Sensitivity analysis
We conducted a prespecified sensitivity analysis by excluding four studies with high risk of bias from Analysis 1.1, the lower incidence of moderate or severe OHSS with dopamine agonists compared with placebo/no intervention remained unchanged (OR 0.28, 95% CI 0.17 to 0.46; I² = 0%; 10 studies, 552 participants). Also, use of a random‐effects model did not affect the results.
1.1.2. Live birth rate
Three trials reported data on live birth rate (Busso 2010; Kilic 2015; Singh 2017). We are uncertain of the effect of dopamine agonists on live birth rate compared with placebo/no intervention (OR 0.96, 95% CI 0.60 to 1.55; I² = 0%; 3 studies, 362 participants; low‐quality evidence; Analysis 1.3). This suggests that if the chance of live birth following placebo/no intervention is assumed to be 32%, the risk following dopamine agonists would be between 22% and 43%. In the subgroup analysis by type of dopamine agonist, the test for subgroup differences showed we are uncertain of an effect of cabergoline compared to placebo/no intervention (OR 0.91, 95% CI 0.44 to 1.87; I² = 0%; 2 studies, 180 participants) and the effect of quinagolide compared to placebo/no intervention (OR 1.01, 95% CI 0.53 to 1.91; 1 study, 182 participants), with a P value of 0.83.
1.2. Secondary outcomes
1.2.1. Clinical pregnancy rate
Five trials reported clinical pregnancy rate (Amir 2015; Busso 2010; Fetisova 2014; Kilic 2015; Singh 2017). We are uncertain of the effect of dopamine agonist when compared to placebo/no intervention (OR 0.92, 95% CI 0.63 to 1.37; I² = 0%; 5 studies, 530 participants; low‐quality evidence; Analysis 1.4). This suggests that if the chance of clinical pregnancy following placebo/no intervention is assumed to be 31%, the risk following dopamine agonists would be between 22% and 38%. We are uncertain of the effect of between cabergoline compared to placebo/no intervention (OR 1.00, 95% CI 0.61 to 1.64; I² = 0%; 4 studies, 348 participants), and between quinagolide compared to placebo (OR 0.81, 95% CI 0.43 to 1.54; 1 study, 182 participants).

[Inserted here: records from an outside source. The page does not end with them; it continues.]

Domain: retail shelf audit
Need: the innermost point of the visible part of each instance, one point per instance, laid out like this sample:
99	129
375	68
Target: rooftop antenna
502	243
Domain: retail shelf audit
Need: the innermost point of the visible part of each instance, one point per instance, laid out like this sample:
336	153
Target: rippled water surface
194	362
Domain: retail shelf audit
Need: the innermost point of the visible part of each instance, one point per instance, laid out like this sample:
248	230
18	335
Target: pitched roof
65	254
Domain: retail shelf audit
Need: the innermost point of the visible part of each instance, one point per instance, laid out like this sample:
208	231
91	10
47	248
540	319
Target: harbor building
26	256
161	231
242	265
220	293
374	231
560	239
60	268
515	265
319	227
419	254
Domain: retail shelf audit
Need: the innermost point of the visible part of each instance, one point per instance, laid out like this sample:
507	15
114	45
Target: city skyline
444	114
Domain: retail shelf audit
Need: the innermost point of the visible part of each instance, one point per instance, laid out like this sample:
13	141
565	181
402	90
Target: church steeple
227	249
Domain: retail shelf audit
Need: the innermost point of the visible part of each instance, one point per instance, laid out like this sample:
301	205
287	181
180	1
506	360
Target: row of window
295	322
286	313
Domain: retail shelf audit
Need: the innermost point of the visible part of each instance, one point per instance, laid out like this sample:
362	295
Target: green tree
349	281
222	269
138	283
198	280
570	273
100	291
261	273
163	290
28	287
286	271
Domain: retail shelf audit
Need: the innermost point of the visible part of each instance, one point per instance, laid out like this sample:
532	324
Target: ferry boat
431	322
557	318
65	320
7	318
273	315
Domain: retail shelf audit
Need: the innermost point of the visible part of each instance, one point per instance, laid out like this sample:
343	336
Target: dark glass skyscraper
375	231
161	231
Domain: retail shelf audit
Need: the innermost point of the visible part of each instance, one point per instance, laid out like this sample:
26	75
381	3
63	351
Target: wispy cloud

1.2.2. Multiple pregnancy rate
One study reported multiple pregnancy rate (Amir 2015). We are uncertain whether dopamine agonist improves multiple pregnancy rate compared with placebo/no intervention (OR 0.32, 95% CI 0.01 to 8.26; 1 study, 40 participants; very low‐quality evidence; Analysis 1.5). This suggests that if the chance of multiple pregnancy following placebo/no intervention is assumed to be 5%, the risk following dopamine agonists would be between 1% and 30%.
1.2.3. Miscarriage rate
Two studies reported miscarriage rate (Amir 2015; Fetisova 2014). We are uncertain of the effect of dopamine agonist on miscarriage rate compared with placebo/no intervention (OR 0.66, 95% CI 0.19 to 2.28; I² = 0%; 2 studies, 168 participants; low‐quality evidence; Analysis 1.6). This suggests that if the risk of miscarriage following placebo/no intervention is assumed to be 7%, the risk following dopamine agonists would be between 2% and 15%.
1.2.4. Any other adverse events of the treatment
Two trials reported adverse events (Alvarez 2007a; Busso 2010). We are uncertain whether dopamine agonists increased risk of adverse events (OR 4.54, 95% CI 1.49 to 13.84; I² = 49%; 2 studies, 264 participants; very low‐quality evidence; Analysis 1.7). This suggests that if the risk of any other adverse events following placebo/no intervention is assumed to be 4%, the risk following dopamine agonists would be between 6% and 38%. Subgroup analysis by type of dopamine agonist showed no difference among dopamine agonists (P = 0.21).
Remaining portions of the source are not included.